Trinity Lutheran Church v. Comer: Government money should not fund churches
UPDATE: The U.S. Supreme Court will hear this case on April 19, 2017.
Preventing taxpayer money from funding churches is a key protection for religious liberty, according to a brief filed at the U.S. Supreme Court by the Baptist Joint Committee for Religious Liberty. The brief makes it clear that the First Amendment does not require state governments to fund houses of worship.
In Trinity Lutheran Church of Columbia, Inc. v. Comer (which was originally known as Trinity Lutheran Church of Columbia, Inc. v. Pauley), a Missouri church is seeking government funds from a state program that awards a limited number of grants for playground improvements. The federal and state constitutions prohibit any government establishment of religion, and the Missouri Constitution clearly states that no money taken from the “public treasury, directly or indirectly” can be used “in aid of any church, sect or denomination of religion.”
“Houses of worship and the government have separate funding sources, and they have different roles and responsibilities,” said Holly Hollman, general counsel of the Baptist Joint Committee. “Restrictions on aid to religious institutions are not suspect, but they are an effective means to protect religious liberty and the separation of church and state.”
“Although our constitutional tradition allows for limited government funding for some activities of religiously affiliated nonprofits, churches are treated differently, and that’s good for churches,” Hollman continued. “All houses of worship receive special legal status to protect their autonomy and religious liberty.”
The BJC brief reviews the Founders’ fight to avoid tax support for churches in the United States. “The historical fight for disestablishment, led by Baptists and other religious dissenters, is well documented,” the brief states. “Disestablishment ensured that churches would not be funded through the coercive power of the state, but through the voluntary offerings of adherents, thus providing a constraint on government and a measure of religious liberty for individuals — to fund or refuse to fund religious institutions — that had long been denied.”
Missouri categorically excluded churches from participating in its playground resurfacing program, and the BJC brief says doing so is firmly rooted in the state constitution. “It allows the state to avoid the risk of funding religion or policing the line between religious and nonreligious activity on church facilities,” the brief states.
The church claims it should be eligible for government funding because the playground materials are secular, but “[c]hurch-owned and operated facilities are not readily segregated between religious use and secular use devoid of religious import,” according to the brief. The extent to which a ministry is funded through offerings or other church-related income sources is a matter of church autonomy, and judicial attempts to regulate or distinguish a church’s religious activities from its secular activities compromises that autonomy.

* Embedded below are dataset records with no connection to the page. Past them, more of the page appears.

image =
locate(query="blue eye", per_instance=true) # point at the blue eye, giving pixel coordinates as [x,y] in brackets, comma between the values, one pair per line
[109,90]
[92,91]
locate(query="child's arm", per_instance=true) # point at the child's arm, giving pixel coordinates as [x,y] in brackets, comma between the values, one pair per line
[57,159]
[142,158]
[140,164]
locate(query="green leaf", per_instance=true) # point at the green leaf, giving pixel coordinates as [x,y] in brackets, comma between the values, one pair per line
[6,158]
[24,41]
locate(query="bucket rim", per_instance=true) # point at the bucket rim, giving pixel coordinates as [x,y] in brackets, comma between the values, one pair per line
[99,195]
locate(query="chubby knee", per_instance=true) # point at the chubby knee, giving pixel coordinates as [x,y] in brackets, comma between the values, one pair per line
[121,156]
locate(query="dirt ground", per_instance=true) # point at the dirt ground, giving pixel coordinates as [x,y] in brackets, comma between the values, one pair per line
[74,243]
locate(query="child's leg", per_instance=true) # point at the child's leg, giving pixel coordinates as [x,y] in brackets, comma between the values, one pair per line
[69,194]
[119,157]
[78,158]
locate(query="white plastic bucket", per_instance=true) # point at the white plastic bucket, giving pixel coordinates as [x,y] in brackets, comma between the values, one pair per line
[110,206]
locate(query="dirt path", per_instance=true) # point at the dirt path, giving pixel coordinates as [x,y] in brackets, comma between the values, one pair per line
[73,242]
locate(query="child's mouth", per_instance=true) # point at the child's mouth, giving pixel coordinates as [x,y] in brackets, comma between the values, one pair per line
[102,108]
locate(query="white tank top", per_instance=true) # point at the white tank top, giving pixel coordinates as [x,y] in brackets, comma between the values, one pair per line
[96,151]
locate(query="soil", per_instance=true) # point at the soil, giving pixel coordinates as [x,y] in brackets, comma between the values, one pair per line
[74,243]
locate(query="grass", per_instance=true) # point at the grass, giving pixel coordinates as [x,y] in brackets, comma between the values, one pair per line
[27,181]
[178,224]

“The issue is not whether the playground surface is inherently religious, but it’s whether the state government must fund an upgrade to a church playground despite a state constitutional ban on funding churches,” Hollman said.
BJC Executive Director Brent Walker said the Establishment Clause of the First Amendment simply does not permit outright government funding or grants to churches and other houses of worship. “We do not look to government subsidies to build houses of worship; we should not fund capital improvements that way either,” Walker said.
The Baptist Joint Committee is supported by 15 Baptist organizations, as well as churches and individuals across the country, including in the state of Missouri. The General Synod of the United Church of Christ joined the BJC’s brief in this case.
The Supreme Court was expected to set oral arguments for Trinity Lutheran in the fall of 2016, but the case will be heard April 19, 2017. Return to this page for the latest information.
Click here for the BJC’s news release on the brief.
Visit our litigation page to learn more about our history working in the courts.
In this video, General Counsel Holly Hollman explains the BJC’s amicus brief and why preventing taxpayer money from funding churches is a key protection for religious liberty.
Holly Hollman on SCOTUSblog:
Ban on state funding of churches protects independence
Protecting the unique legal status of churches
Hollman Q&A with Word & Way
Holly Hollman and the Trinity Lutheran case
Note about the name of the case:
When the Supreme Court agreed to hear this case in 2016, it was known as Trinity Lutheran Church of Columbia, Inc., v. Pauley. The name “Pauley” referred to Sara Parker Pauley, the director of the Missouri Department of Natural Resources, which is being sued by the church. Missouri elected a new governor in November 2016, and in January 2017 he appointed a new director to the department: Carol Comer. The case name is now Trinity Lutheran Church of Columbia, Inc., v. Comer, reflecting that change in leadership.